ImageSo I was sitting and listening to Richard Swinburne, the Oxford professor who is perhaps the leading voice in philosophy of religion among Christians worldwide, and I was getting knots in my stomach.  I didn’t want to stand up and ask questions, because I felt like a kindergartner who had wandered into a class on nuclear physics.  But something just wasn’t sitting right with me.

Swinburne believes that morals exist, regardless of the existence of God.  God clarifies morality, and sometimes makes obligatory things that are only neutral otherwise, but morality is just a real thing that everyone knows about.

So when the nice man stood there waiting for questions, and the glazed-over undergraduates with limited experience in philosophy had nothing to say, I felt worse for him than I did about myself, and I went to the microphone.

“If there are logically necessary moral principles,” I began, “then how do you respond to the sweepingly popular atheism in the West that uses those morals to critique the canonical God, who does things like telling Abraham to kill Isaac?” To be honest, there were probably a lot of “ums” and “uhs” in there too.

What Swinburne did next was dumfounding.  He said that the early church used an analogical reading of Scripture to make the difficult texts jibe with Christian morality.  For instance, he said, citing Psalm 137, the early church took the “children of Babylon” to be our evil desires, and the “rock” against which they were to be bashed was of course Jesus.  So some texts don’t have to be interpreted literally.

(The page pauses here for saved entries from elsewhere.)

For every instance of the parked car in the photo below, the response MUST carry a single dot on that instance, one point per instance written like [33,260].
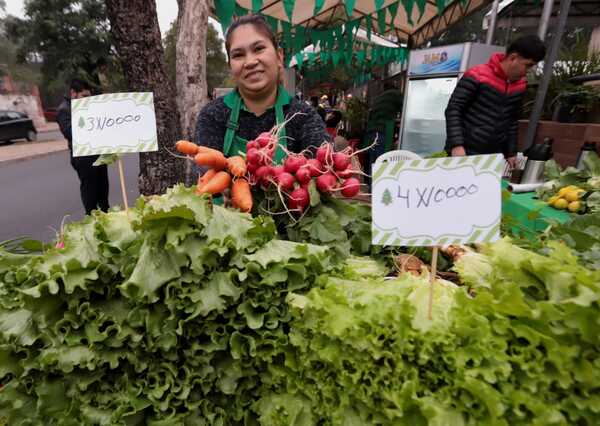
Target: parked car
[50,114]
[16,125]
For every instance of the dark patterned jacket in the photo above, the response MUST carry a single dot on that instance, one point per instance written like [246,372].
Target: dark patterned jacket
[483,112]
[303,131]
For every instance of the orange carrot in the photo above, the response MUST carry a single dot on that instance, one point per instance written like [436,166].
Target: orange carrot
[241,197]
[219,183]
[215,160]
[203,180]
[186,147]
[236,165]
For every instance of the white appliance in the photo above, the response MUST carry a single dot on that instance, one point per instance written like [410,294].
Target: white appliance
[432,76]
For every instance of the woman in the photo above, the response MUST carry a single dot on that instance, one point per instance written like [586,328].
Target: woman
[259,102]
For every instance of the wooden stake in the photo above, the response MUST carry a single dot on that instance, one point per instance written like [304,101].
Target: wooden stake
[122,179]
[434,255]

So there was my answer – difficult passages of Scripture can be written off with flowery and virtually nonsensical interpretations.

That interaction brought me back for his second lecture the next night.  I wasn’t disappointed.  He talked about how it’s beneficial to be governed by Christian moral principles, like the fact that men should be the decision-makers in their marriages and homosexuals shouldn’t marry.

So I hopped up to the microphone again.  “If we believe that passages that don’t jibe with Christian morality can be interpreted analogically,” he nodded as I spoke, “and you’ve said that humanity seems to be progressing morally over time through a process of reflective equilibrium, why can’t we analogically interpret the passages that now run counter to increasingly widespread thinking in the modern Church?”

His answer was a long one, which wove its way through the correct way to analogically read Scripture to the process of canonization to Augustine to the nature of modern ethical thinking.  I’m not quite sure what the conclusion was.

But here’s the deal – on those places where I agree with Swinburne, I come to my views based on a literal reading of Scripture.  Analogically divorcing the God of the Scripture from moral principles that seem more intuitively appealing is just going to create a false, albeit nice, God.  It’s an idol of intuition.  And it’s going to be impossible to hold onto rigid, literal biblical principles on human sexuality while writing off a God who doesn’t behave the way we want him to.

Morality is determined and dictated by the God who can command Abraham to sacrifice his son.  He can tell us who to marry and who not to.  Morals cannot fundamentally exist without God, because morality is, and only is, what God makes it.  The minute we try to soften that God with flowery interpretations of Scripture, we lose God all together.  Without God, we are highly evolved puddles of primordial ooze, and morality is a joke.

Then again, admittedly, I’m not qualified to challenge a mind like Swinburne, and an hour’s lecture with brief Q&A isn’t sufficient to plumb a man’s thoughts.